I had planned to build some new effects technology for this and discuss it today, but in the end I decided against it for a couple of reasons. First, while new and isolated tech is fun and frequently useful, without seeing heavy use out of it we can’t really say for sure how well it works and if it’ll even end up in the game – I’ve been a bit dishonest promoting prototypes in the past and I’d like to be better than that. Second and maybe more importantly, there are less interesting tasks that are going to improve workflows and save us time. The more time the sooner we add them, in fact. I am making an attempt to be smart about development so we don’t add time to a development cycle that’s already too long, and this was inspired by Tom Francis’ GDC talk Efficiency for Game Designers – we have recommended some free GDC talks in the past, but today I thought I’d pick out some of my favorites over the years.

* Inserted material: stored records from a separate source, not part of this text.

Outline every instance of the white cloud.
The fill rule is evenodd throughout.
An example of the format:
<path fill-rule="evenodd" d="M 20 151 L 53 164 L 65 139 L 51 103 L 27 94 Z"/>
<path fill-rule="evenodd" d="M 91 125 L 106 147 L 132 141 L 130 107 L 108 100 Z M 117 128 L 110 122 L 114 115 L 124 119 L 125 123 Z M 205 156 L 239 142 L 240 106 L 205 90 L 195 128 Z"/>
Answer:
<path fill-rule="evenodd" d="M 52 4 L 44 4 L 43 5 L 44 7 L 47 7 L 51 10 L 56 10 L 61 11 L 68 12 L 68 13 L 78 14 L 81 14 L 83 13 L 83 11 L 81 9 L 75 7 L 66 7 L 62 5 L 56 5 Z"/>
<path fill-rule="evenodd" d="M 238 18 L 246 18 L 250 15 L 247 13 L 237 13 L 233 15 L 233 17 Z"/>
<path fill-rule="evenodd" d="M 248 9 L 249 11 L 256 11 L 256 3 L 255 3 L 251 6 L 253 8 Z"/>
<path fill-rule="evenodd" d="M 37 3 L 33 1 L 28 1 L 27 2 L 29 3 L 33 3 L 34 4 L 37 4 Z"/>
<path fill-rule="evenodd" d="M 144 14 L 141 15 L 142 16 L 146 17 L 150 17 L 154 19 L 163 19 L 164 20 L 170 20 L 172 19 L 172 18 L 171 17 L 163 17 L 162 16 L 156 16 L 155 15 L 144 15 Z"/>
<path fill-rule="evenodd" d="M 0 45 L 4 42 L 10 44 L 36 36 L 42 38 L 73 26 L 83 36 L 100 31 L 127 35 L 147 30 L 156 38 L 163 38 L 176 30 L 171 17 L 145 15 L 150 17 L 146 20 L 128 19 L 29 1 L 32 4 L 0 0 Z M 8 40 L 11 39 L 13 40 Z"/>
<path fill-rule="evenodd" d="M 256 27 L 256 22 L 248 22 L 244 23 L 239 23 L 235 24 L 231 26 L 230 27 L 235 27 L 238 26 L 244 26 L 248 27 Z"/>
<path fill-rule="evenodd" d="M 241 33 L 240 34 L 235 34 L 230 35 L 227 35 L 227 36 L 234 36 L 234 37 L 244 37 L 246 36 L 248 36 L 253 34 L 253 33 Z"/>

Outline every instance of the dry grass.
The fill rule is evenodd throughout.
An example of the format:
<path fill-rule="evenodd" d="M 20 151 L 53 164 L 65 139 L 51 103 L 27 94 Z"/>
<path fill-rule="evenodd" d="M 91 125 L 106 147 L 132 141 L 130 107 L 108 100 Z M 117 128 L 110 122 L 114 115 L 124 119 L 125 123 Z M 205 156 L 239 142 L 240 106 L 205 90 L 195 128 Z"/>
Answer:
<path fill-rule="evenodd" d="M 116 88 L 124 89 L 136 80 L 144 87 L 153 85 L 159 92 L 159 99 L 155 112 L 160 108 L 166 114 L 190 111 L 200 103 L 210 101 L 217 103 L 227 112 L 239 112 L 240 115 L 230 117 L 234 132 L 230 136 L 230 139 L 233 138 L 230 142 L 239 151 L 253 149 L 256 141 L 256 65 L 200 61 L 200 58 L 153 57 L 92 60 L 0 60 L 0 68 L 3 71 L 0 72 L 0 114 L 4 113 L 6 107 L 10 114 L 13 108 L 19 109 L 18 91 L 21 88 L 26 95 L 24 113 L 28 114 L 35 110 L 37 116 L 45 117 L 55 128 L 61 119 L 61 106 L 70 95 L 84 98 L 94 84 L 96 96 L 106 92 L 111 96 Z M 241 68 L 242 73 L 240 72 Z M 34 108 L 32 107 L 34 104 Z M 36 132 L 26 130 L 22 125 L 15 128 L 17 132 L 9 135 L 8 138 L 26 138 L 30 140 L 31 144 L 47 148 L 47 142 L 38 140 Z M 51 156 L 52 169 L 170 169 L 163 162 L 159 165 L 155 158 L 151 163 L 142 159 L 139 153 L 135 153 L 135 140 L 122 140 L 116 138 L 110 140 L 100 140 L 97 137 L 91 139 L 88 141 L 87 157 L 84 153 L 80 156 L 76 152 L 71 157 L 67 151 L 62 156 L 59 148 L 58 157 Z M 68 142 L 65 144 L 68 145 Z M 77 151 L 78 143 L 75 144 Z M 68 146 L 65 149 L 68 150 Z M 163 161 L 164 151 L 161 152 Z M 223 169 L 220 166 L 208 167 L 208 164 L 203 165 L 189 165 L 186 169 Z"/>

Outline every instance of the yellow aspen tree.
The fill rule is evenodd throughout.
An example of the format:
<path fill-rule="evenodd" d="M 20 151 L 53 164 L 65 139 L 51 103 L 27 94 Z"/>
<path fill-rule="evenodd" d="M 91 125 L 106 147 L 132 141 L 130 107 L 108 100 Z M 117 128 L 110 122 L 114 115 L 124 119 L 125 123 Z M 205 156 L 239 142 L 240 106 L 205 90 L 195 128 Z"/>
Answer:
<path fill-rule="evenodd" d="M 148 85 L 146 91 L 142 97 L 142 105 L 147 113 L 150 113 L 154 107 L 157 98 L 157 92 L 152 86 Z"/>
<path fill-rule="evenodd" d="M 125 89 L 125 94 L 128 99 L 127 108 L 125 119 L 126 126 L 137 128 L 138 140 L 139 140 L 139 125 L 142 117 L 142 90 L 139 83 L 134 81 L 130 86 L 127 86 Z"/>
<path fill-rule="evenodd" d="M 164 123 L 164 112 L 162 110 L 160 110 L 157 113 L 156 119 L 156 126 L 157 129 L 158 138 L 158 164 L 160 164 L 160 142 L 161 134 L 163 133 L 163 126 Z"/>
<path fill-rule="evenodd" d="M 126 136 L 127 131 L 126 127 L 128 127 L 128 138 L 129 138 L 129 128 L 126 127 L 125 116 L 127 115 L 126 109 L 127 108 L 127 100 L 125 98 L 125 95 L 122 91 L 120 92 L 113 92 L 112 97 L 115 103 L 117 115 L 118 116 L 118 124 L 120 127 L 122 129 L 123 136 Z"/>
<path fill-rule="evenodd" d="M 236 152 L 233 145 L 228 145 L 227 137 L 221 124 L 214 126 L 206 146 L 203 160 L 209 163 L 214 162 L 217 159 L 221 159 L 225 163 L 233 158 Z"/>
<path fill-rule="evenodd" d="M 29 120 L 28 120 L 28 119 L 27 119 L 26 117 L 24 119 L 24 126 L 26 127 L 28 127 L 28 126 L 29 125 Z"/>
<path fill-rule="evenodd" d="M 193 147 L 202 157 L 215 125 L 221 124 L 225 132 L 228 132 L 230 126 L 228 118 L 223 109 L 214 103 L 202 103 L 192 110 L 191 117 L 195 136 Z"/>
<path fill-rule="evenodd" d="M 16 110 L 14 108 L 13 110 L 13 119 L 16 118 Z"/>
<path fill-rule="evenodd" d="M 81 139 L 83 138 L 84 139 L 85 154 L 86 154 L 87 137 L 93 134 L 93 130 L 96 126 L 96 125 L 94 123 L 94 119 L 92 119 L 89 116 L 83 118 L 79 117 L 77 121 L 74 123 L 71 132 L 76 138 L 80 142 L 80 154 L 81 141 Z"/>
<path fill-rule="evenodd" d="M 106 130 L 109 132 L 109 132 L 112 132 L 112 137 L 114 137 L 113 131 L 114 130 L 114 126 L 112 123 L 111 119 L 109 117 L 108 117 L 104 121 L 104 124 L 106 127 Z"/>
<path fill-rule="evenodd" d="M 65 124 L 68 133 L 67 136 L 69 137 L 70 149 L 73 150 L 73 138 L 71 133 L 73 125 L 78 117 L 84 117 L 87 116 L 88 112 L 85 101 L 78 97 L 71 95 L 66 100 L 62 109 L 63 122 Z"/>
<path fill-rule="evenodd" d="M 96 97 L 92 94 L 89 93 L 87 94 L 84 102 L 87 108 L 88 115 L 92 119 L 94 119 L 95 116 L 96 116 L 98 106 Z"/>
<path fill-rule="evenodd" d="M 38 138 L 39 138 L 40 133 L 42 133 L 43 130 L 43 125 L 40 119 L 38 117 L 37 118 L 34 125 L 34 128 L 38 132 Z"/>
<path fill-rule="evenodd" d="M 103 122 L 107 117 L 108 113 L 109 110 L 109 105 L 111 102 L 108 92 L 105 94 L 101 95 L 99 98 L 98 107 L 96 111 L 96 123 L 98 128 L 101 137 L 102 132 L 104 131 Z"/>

50 Camera Mistakes by John Nesky of ThatGameCompany – John talks about camera handling in games, specifically about how they solved camera problems in Journey. A lot of the problems are kind of specific but there are so many of them that you are bound to find something useful in this talk – a few were even applicable to Backworlds which is a 2D platform game and nothing like Journey.
Antichamber – Three Years of Hardcore Iteration – I was a big fan of Antichamber and in this talk Alexander Bruce goes into some detail about how he built a world that is fundamentally about deceiving the player but still did not attempt to obfuscate the puzzles.
Fewer Tifas or More Sephiroths – Male Sexualization in Games by writer Michelle Clough. This is a humorous but enlightening talk about the tradition of sexually attractive men in games and how we can write sexually attractive characters – both men and women – without making them into mere objects of desire.
Of Choice and Breaking New Ground – Designing Mark of the Ninja by Nels Andersson. Mark of the Ninja takes a new approach to stealth gameplay – casting the player as a master ninja hiding should be trivial so the game is a lot more focused on planning your approach than actually executing it. Nels goes over the design pillars they established to reach this goal and what they meant for the project.
Techniques for Building Aim Assist in Console Shooters by Nick Weihs of Insomniac Games. Practically all FPS games that are played with a console have some form of aim-assist built in, Nick goes over the problems with aiming from a hardware and muscle perspective and then presents a series of different aim-assist techniques as well as their impact. A great introduction to the subject.
Through the Grinder: Refining Diablo III’s Game Systems by Wyatt Cheng. Wyatt goes over some of the core systems in Diablo III and talks about how they evolved over many iterations and were finely tuned into what ended up in the game. I am a bit biased in recommending this talk but I think it is a very interesting look at the design polish process and how small changes can make a big difference.
What I did end up working with lately has been a better system for sharing art resources across levels – up until now all levels have been completely standalone and changing the style of clusters of levels has been very time-consuming. The new system is simple but a lot more memory-friendly and suited for the structure of the game, if it turns out to be a big win I may write about it in a later post!